Austenitisch roestvast staal AISI 316L (1.4404) bestaat voor het grootste deel uit ijzer en dit element wil graag reageren met water tot ijzerhydroxide hetgeen een basische stof is. Eerst komt het ijzer als ion in het water en geeft ieder atoom twee elektronen af. Boven 60℃ converteert het ontstane ijzerhydroxide in ijzeroxide en bindt het zich aan een molecuul water. Hierdoor ontstaat een onoplosbare substantie dat neerslaat zodat het oppervlak rood gaat kleuren. Omdat het onoplosbaar is in water, maakt deze ijzerverbinding in principe geen deel meer uit van het WFI water. De weerbarstige praktijk leert ons echter dat het een utopie is dat al het ijzeroxide voor 100% neer zal slaan tot een laagje rouging. Het is daarom aannemelijk dat zeer kleine partikels van dit oxide toch verder meegevoerd worden in hetsysteem.
Food & Drugs Association
Het probleem rouging wordt gedogen door de organisatie FDA wat staat voor ‘Food & Drugs Association’. Zodra er een oplossing komt dan zal FDA deze methode nagenoeg zeker voorschrijven c.q. implementeren want rouging is en blijft een doorn in het FDA-oog. Vele wetenschappers hebben getracht dit probleem in kaart te brengen, teneinde een oplossing te vinden voor dit ongewenste fenomeen. Men heeft het gezocht in het hoger legeren van roestvast staal zoals het toepassen van duplex of 1.4435 i.p.v. 1.4404 en 904L (1.4539) alsmede in het mogelijk aanwezig zijn van deltaferriet. Al deze variabelen hebben uiteindelijk geen bijdrage geleverd om het probleem voorgoed te elimineren. Wel heeft elektrolytisch polijsten enig positief effect en dat komt vooral door de meer resistente oxidehuid die rijker is aan chroom en nikkel. De reden hiervan is dat ijzer gemakkelijker in oplossing gaat tijdens dit proces dan nikkel en chroom. Bovendien is de grootte van het oppervlak aanzienlijk kleiner geworden omdat de ‘bergen en dalen’ immers verdwenen zijn. Op deze wijze is er minder interactie mogelijk met het oppervlak, met als gevolg dat er minder rouging optreedt.

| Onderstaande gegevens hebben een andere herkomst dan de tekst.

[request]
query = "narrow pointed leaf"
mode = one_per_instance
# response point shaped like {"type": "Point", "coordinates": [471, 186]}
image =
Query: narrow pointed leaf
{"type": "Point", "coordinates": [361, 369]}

Migreren van meerdere elementen
Het grote misverstand in de praktijk is dat alleen ijzerionen in het WFI-water terechtkomen,waardoor men denkt dat het water verder geen schadelijke elementen bevat. Uit metingen is echter gebleken dat niet alleen ijzerionen in dit water terechtkomen, maar ook ionen van chroom, nikkel en molybdeen. Deze elementen zullen echter niet neerslaan maar zij zullen wel degelijk deel uitmaken van het WFI-water. Overigens gaat het om zeer kleine hoeveelheden waardoor er ook weer geen reden is voor paniek. Wel blijkt dat na een CIP-reiniging van deze systemen, er nog steeds zware metaalionen in het WFI-water achterblijven. Uiteraard is dit een ongewenste situatie. Deze ionen zijn bovendien ook niet zichtbaar en zullen dus in het WFI-water gewoon aanwezig blijven.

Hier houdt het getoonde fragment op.